Bezüglich der Frage, ob Vermögensberater sich durch nachhaltige Geldanlagen profilieren können, verneinen dies knapp 31 %. Etwa 18 % stimmen zu, während 43 % angeben, dass dies teilweise möglich sei. Die Unterschiede zwischen der Beratung zu Finanzanlagen und Versicherungsanlageprodukten sind gering. Etwa 63 % der Vermögensberater geben an, dass die Reaktionen der Kunden auf das Thema Nachhaltigkeit in beiden Bereichen gleich sind. Immerhin 17 % erleben bei Kunden mit einem Wunsch nach Geldanlagen ein größeres Interesse, während es bei Kunden mit dem Ziel der Altersvorsorge nur 10 % sind. Somit zeigt sich, dass das Thema für die Altersvorsorge geringfügig weniger relevant ist.

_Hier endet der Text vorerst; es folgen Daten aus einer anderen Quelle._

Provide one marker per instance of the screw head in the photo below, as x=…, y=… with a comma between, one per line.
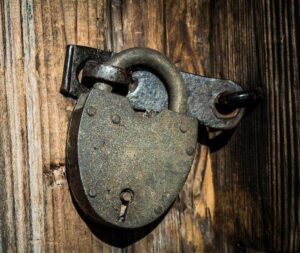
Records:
x=91, y=111
x=116, y=119
x=190, y=151
x=92, y=193
x=183, y=129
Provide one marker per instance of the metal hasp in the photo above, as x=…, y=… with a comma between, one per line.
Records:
x=147, y=90
x=129, y=156
x=125, y=168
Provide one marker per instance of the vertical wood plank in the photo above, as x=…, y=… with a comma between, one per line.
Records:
x=246, y=198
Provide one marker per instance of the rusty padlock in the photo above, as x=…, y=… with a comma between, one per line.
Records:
x=125, y=168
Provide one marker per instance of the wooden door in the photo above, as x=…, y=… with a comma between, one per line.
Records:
x=242, y=194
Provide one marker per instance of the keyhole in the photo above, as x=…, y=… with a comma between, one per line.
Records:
x=126, y=196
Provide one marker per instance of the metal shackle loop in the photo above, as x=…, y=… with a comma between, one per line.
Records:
x=160, y=64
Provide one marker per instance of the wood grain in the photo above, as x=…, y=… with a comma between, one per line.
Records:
x=244, y=199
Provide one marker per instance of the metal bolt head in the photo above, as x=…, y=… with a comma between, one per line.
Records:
x=91, y=111
x=116, y=119
x=190, y=151
x=183, y=129
x=103, y=87
x=92, y=193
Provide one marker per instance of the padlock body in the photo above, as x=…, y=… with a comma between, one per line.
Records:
x=112, y=148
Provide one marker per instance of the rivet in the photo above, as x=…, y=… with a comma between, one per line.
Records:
x=183, y=129
x=116, y=119
x=92, y=193
x=91, y=110
x=190, y=151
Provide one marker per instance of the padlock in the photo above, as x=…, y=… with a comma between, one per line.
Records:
x=125, y=168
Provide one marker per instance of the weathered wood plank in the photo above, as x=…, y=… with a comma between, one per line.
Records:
x=257, y=173
x=247, y=198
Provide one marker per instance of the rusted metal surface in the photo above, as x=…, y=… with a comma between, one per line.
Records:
x=75, y=59
x=115, y=149
x=125, y=168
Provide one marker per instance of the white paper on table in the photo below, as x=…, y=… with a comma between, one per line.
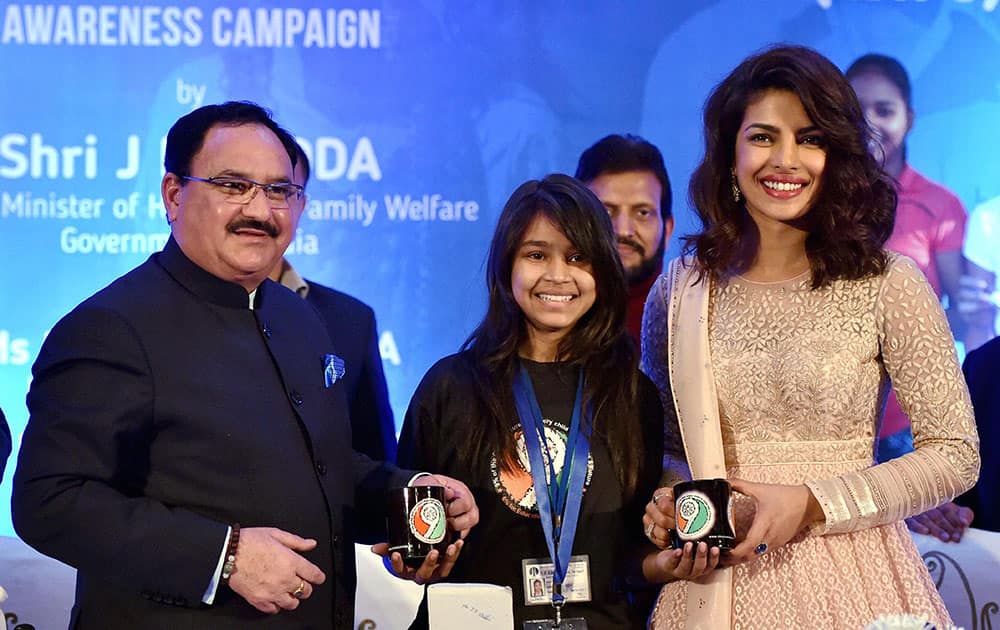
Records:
x=470, y=606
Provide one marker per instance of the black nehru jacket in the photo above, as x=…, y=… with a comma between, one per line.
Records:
x=162, y=409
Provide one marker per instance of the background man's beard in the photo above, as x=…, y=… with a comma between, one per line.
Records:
x=647, y=268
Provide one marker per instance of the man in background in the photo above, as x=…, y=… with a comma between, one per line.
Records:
x=982, y=373
x=351, y=324
x=627, y=174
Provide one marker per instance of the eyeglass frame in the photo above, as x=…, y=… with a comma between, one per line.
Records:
x=294, y=189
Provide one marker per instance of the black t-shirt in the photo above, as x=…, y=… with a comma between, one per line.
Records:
x=509, y=530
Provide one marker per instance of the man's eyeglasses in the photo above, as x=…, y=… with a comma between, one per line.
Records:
x=242, y=191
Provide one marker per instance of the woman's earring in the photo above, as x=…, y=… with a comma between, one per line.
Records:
x=735, y=185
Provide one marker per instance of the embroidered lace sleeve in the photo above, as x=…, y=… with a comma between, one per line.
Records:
x=919, y=354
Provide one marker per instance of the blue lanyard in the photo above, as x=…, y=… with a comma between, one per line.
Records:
x=558, y=506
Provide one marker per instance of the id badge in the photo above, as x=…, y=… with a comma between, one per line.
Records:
x=537, y=576
x=572, y=623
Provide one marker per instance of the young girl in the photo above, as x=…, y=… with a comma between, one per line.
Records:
x=551, y=360
x=777, y=338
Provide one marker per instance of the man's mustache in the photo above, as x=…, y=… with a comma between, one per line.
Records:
x=249, y=224
x=634, y=244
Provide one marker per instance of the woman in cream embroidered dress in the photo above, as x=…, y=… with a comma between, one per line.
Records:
x=779, y=336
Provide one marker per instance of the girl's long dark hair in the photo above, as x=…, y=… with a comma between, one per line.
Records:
x=598, y=343
x=852, y=216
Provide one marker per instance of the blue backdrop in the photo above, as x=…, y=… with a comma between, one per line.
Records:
x=421, y=118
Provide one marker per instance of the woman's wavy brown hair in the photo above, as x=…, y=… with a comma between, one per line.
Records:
x=853, y=213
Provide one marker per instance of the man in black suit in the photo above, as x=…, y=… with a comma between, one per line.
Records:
x=185, y=448
x=5, y=443
x=351, y=324
x=982, y=373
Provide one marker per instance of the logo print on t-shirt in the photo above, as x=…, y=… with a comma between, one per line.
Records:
x=516, y=488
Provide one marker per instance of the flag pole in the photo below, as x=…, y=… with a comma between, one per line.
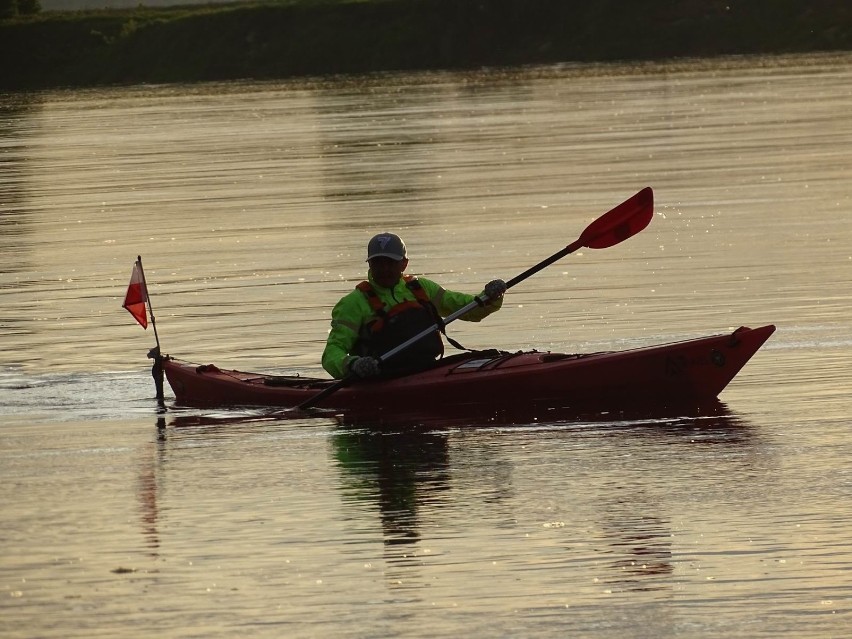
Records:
x=154, y=353
x=148, y=300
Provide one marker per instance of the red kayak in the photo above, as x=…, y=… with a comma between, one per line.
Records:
x=678, y=373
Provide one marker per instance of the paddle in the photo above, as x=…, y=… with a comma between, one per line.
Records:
x=611, y=228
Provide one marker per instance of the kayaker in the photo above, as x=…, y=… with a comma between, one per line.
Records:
x=389, y=308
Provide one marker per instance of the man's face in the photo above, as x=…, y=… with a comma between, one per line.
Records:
x=386, y=272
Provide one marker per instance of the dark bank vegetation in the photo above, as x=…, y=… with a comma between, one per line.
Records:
x=315, y=37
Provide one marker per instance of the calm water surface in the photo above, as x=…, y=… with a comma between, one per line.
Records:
x=251, y=205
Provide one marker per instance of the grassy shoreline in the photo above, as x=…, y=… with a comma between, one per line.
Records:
x=268, y=40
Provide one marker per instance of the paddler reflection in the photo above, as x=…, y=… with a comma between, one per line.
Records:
x=399, y=472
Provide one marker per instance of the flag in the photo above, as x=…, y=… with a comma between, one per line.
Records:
x=137, y=293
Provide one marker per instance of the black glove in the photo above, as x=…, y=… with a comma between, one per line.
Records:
x=365, y=367
x=495, y=289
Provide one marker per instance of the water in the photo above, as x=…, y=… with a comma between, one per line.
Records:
x=251, y=205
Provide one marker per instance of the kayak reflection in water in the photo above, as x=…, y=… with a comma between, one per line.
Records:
x=389, y=308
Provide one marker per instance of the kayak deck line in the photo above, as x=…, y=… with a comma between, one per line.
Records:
x=659, y=375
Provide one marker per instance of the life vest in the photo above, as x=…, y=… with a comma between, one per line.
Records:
x=393, y=326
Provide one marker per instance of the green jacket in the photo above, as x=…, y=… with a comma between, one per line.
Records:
x=353, y=311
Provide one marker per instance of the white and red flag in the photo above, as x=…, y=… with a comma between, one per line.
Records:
x=136, y=296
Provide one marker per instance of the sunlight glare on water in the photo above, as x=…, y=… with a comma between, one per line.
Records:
x=251, y=205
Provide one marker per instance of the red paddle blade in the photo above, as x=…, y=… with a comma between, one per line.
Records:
x=625, y=220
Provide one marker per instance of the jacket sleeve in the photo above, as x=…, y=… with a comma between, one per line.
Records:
x=346, y=319
x=448, y=302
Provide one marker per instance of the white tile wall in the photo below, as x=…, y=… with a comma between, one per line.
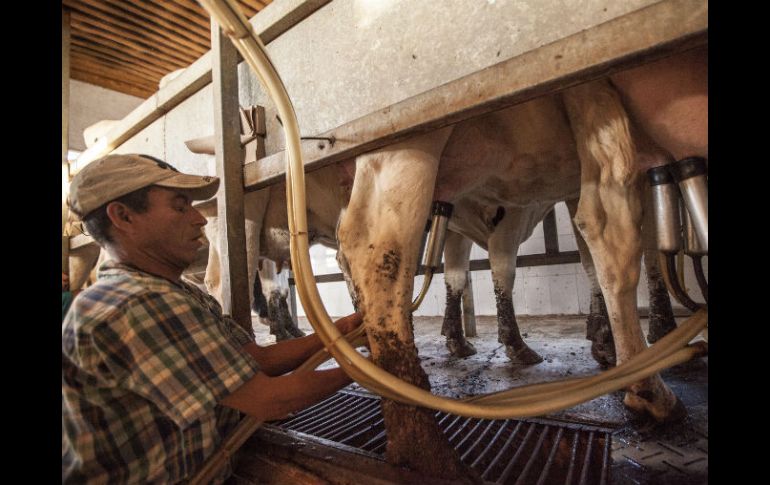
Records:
x=538, y=290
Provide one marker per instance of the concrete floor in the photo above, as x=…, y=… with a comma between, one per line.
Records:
x=642, y=453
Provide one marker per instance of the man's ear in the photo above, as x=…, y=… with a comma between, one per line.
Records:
x=120, y=215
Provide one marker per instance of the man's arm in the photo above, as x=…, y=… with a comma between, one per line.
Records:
x=283, y=357
x=267, y=398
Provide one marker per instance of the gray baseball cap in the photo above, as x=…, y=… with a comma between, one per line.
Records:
x=113, y=176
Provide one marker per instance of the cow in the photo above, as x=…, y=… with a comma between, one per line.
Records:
x=500, y=234
x=267, y=299
x=580, y=143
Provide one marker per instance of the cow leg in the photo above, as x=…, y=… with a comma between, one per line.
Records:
x=457, y=252
x=598, y=329
x=379, y=237
x=278, y=314
x=503, y=245
x=609, y=218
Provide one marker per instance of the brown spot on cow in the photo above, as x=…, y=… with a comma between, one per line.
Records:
x=391, y=262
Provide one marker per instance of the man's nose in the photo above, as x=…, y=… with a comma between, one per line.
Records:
x=198, y=218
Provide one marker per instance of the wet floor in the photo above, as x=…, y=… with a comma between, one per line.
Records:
x=642, y=453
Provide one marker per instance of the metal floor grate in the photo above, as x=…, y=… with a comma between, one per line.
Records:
x=532, y=451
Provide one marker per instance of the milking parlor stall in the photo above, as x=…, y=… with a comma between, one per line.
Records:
x=433, y=148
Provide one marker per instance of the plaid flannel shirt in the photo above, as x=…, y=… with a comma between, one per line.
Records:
x=145, y=363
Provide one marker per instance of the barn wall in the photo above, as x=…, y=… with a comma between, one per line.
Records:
x=538, y=290
x=90, y=104
x=353, y=57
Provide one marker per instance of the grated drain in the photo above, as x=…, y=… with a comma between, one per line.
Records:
x=521, y=452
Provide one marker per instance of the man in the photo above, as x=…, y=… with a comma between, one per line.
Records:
x=153, y=375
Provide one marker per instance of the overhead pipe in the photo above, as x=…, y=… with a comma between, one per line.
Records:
x=668, y=231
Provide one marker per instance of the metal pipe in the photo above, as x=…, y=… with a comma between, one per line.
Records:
x=434, y=250
x=696, y=251
x=441, y=211
x=665, y=203
x=690, y=173
x=702, y=282
x=692, y=243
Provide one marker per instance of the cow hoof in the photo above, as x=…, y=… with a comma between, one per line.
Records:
x=604, y=355
x=281, y=334
x=524, y=355
x=460, y=347
x=295, y=331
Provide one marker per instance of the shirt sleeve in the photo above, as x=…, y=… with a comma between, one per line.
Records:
x=171, y=351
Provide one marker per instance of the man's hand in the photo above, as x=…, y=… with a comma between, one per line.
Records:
x=349, y=323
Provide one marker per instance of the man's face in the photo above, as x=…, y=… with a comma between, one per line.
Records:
x=171, y=229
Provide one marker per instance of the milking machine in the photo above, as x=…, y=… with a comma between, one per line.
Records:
x=520, y=402
x=441, y=211
x=677, y=223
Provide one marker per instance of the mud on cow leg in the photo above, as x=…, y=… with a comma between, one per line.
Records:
x=661, y=319
x=508, y=331
x=412, y=431
x=609, y=217
x=278, y=316
x=599, y=332
x=452, y=327
x=457, y=252
x=379, y=236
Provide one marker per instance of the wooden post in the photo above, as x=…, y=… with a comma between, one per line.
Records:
x=469, y=313
x=293, y=299
x=232, y=231
x=65, y=103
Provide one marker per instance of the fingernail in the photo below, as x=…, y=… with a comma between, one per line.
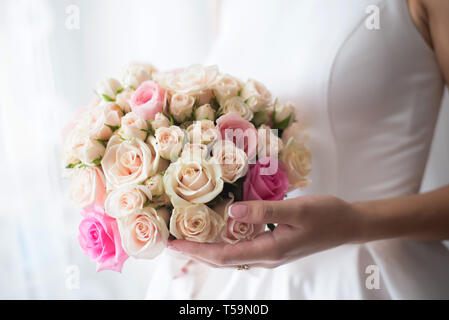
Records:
x=238, y=210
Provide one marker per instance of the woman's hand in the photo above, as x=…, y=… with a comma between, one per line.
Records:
x=305, y=225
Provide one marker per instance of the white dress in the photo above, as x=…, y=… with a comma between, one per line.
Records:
x=369, y=100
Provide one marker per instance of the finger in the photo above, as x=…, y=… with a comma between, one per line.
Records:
x=262, y=212
x=263, y=248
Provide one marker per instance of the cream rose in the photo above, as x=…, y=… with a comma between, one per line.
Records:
x=181, y=106
x=196, y=223
x=282, y=112
x=298, y=162
x=155, y=185
x=144, y=232
x=236, y=104
x=226, y=86
x=194, y=181
x=87, y=186
x=80, y=147
x=109, y=88
x=133, y=126
x=169, y=142
x=193, y=80
x=256, y=95
x=205, y=112
x=192, y=151
x=129, y=161
x=102, y=120
x=134, y=74
x=202, y=132
x=127, y=199
x=233, y=161
x=160, y=121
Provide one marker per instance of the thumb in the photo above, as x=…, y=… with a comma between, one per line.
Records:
x=263, y=212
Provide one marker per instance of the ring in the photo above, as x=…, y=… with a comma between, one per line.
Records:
x=243, y=267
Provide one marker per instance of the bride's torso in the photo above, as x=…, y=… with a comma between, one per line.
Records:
x=368, y=100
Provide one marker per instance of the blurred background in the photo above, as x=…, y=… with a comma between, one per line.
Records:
x=49, y=66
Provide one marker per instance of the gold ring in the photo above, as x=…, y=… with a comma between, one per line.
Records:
x=243, y=267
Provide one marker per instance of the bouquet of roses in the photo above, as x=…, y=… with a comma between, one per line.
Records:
x=161, y=154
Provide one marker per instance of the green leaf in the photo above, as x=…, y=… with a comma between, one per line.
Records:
x=149, y=132
x=72, y=165
x=113, y=128
x=107, y=98
x=103, y=142
x=97, y=161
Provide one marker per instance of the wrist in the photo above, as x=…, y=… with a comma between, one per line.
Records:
x=367, y=222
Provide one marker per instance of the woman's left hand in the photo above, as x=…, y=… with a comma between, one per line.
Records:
x=305, y=225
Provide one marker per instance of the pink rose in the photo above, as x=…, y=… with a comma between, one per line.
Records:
x=148, y=100
x=240, y=131
x=266, y=180
x=237, y=231
x=99, y=238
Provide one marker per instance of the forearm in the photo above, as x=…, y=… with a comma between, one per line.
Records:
x=422, y=216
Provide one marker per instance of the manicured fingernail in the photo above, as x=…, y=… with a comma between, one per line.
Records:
x=238, y=210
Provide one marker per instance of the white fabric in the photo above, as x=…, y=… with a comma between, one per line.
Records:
x=369, y=100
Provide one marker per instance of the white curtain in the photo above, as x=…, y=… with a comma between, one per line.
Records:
x=48, y=70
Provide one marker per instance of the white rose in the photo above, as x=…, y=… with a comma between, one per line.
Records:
x=284, y=111
x=193, y=151
x=102, y=120
x=87, y=186
x=155, y=185
x=123, y=99
x=169, y=142
x=80, y=147
x=196, y=223
x=298, y=162
x=129, y=161
x=160, y=121
x=133, y=126
x=181, y=106
x=134, y=74
x=144, y=232
x=108, y=89
x=233, y=161
x=205, y=112
x=202, y=132
x=196, y=181
x=256, y=95
x=268, y=143
x=203, y=97
x=125, y=200
x=226, y=86
x=195, y=79
x=236, y=104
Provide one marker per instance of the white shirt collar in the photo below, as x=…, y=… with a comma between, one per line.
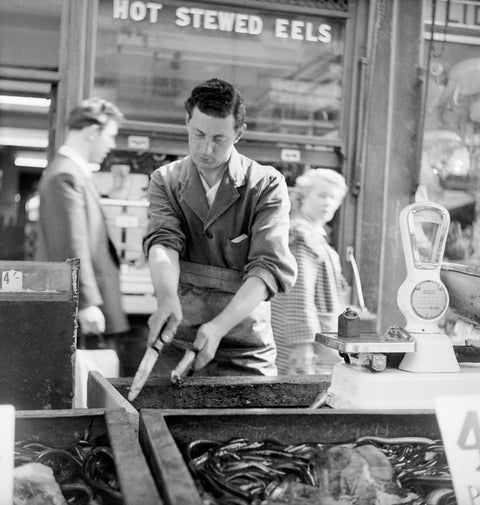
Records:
x=210, y=192
x=70, y=153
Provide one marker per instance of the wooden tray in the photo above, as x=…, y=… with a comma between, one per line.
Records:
x=38, y=307
x=164, y=435
x=61, y=427
x=208, y=392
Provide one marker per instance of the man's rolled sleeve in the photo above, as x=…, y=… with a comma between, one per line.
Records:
x=164, y=226
x=270, y=257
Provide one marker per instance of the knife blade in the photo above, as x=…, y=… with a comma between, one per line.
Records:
x=183, y=367
x=145, y=368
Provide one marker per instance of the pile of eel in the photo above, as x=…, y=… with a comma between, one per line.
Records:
x=370, y=470
x=83, y=473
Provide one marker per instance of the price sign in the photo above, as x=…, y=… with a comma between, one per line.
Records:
x=459, y=421
x=7, y=443
x=12, y=280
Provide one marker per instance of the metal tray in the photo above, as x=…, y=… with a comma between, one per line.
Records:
x=61, y=427
x=164, y=435
x=208, y=392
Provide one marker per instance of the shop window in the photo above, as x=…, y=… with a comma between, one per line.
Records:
x=30, y=33
x=450, y=167
x=288, y=66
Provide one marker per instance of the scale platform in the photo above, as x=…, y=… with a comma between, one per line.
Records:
x=355, y=387
x=366, y=343
x=358, y=387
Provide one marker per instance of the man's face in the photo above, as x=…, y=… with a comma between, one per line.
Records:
x=211, y=139
x=103, y=141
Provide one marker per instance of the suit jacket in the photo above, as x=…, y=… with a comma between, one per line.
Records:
x=72, y=225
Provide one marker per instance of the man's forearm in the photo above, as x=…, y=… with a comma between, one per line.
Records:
x=164, y=270
x=252, y=292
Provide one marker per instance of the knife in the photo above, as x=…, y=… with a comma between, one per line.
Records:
x=145, y=368
x=183, y=367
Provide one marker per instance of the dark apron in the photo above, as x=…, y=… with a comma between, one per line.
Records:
x=247, y=349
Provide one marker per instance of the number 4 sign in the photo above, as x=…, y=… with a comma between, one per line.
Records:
x=459, y=421
x=12, y=280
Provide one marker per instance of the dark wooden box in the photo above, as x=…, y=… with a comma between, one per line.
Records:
x=57, y=428
x=208, y=392
x=164, y=435
x=38, y=307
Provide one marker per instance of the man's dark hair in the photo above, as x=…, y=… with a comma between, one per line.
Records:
x=217, y=98
x=93, y=111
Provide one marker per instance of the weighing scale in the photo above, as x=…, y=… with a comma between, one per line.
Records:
x=428, y=366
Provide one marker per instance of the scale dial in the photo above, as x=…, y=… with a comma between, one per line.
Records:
x=422, y=298
x=429, y=300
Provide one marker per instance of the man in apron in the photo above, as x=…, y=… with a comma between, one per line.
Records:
x=217, y=244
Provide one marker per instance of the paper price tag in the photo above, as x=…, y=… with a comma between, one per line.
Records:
x=7, y=444
x=12, y=280
x=459, y=421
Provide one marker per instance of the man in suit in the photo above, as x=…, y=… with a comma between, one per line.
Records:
x=72, y=223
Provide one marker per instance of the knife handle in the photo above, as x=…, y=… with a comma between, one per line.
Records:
x=158, y=345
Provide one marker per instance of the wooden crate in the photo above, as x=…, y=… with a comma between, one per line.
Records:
x=164, y=435
x=208, y=392
x=38, y=307
x=62, y=427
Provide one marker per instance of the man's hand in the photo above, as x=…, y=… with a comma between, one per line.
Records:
x=302, y=359
x=206, y=343
x=167, y=316
x=91, y=320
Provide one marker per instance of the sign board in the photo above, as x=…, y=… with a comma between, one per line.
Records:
x=459, y=421
x=290, y=155
x=139, y=142
x=12, y=280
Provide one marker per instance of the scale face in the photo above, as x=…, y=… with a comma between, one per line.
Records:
x=422, y=298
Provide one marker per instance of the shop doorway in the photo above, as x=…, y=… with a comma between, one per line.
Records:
x=26, y=117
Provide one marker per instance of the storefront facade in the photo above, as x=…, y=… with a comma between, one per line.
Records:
x=327, y=84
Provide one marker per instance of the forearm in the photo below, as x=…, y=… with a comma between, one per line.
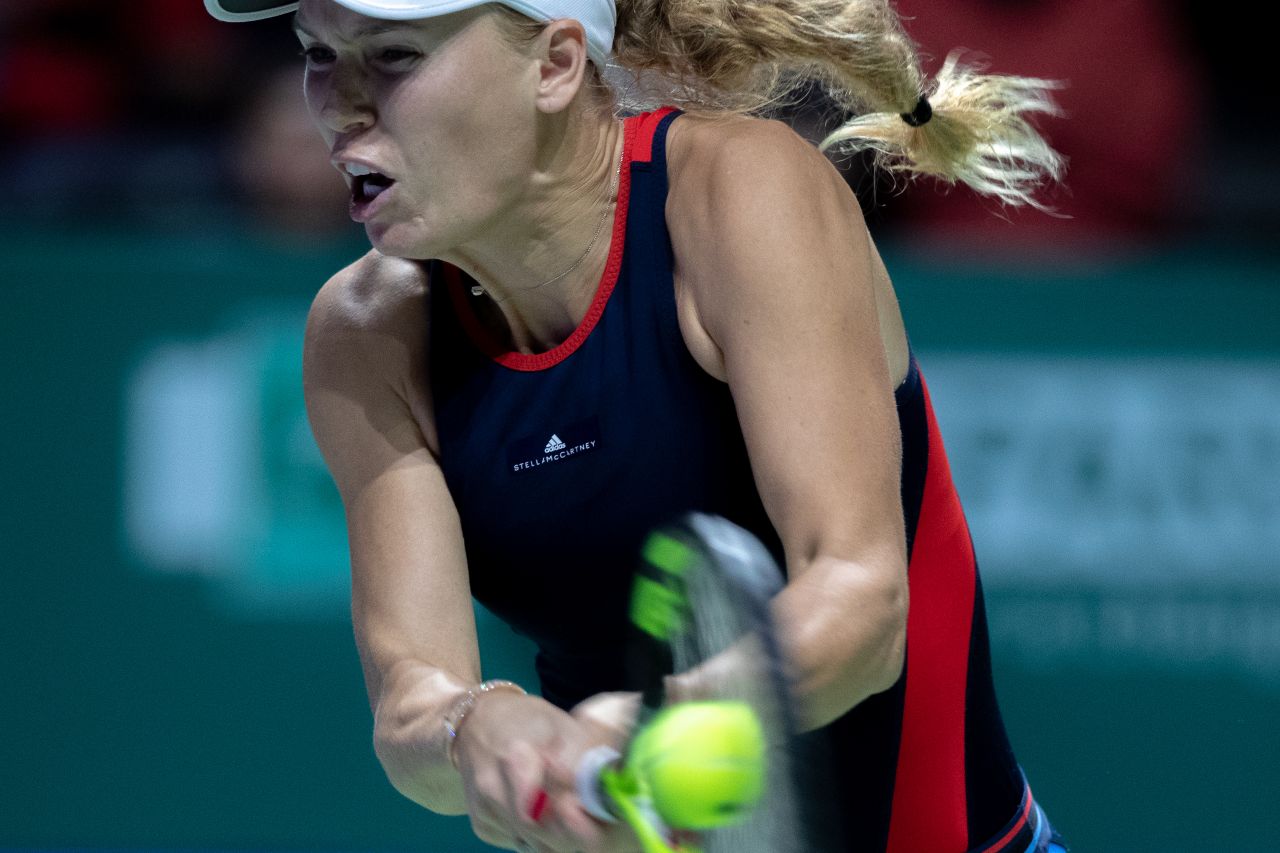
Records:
x=411, y=739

Welche Ursachen die ablehnende Haltung hat
Fragt man die Vermögensberater danach, welches nach ihrer Einschätzung die Hauptgründe (bis zu 3 Antwortmöglichkeiten) für eine ablehnende Haltung der Kunden zum Thema nachhaltige Geldanlagen sind, gibt es zwei „Spitzenreiter“: Die mangelnde Glaubwürdigkeit der Politik (knapp 59 %) und die Priorisierung der Rendite einer Anlage (knapp 52 %). Auf den Plätzen folgen die Komplexität in der Beratung (27 %), die Priorisierung der Sicherheit einer Anlage (knapp 27 %) und mangelndes Vertrauen in die Produkte (gut 23 %). Dass das Thema Komplexität in der Beratung zunimmt, bestätigen die Vermögensberater: Fast die Hälfte (47 %) gibt an, dass sich der Beratungsaufwand durch Aufnahme des Themas Nachhaltigkeit um 20 % und mehr erhöht hat.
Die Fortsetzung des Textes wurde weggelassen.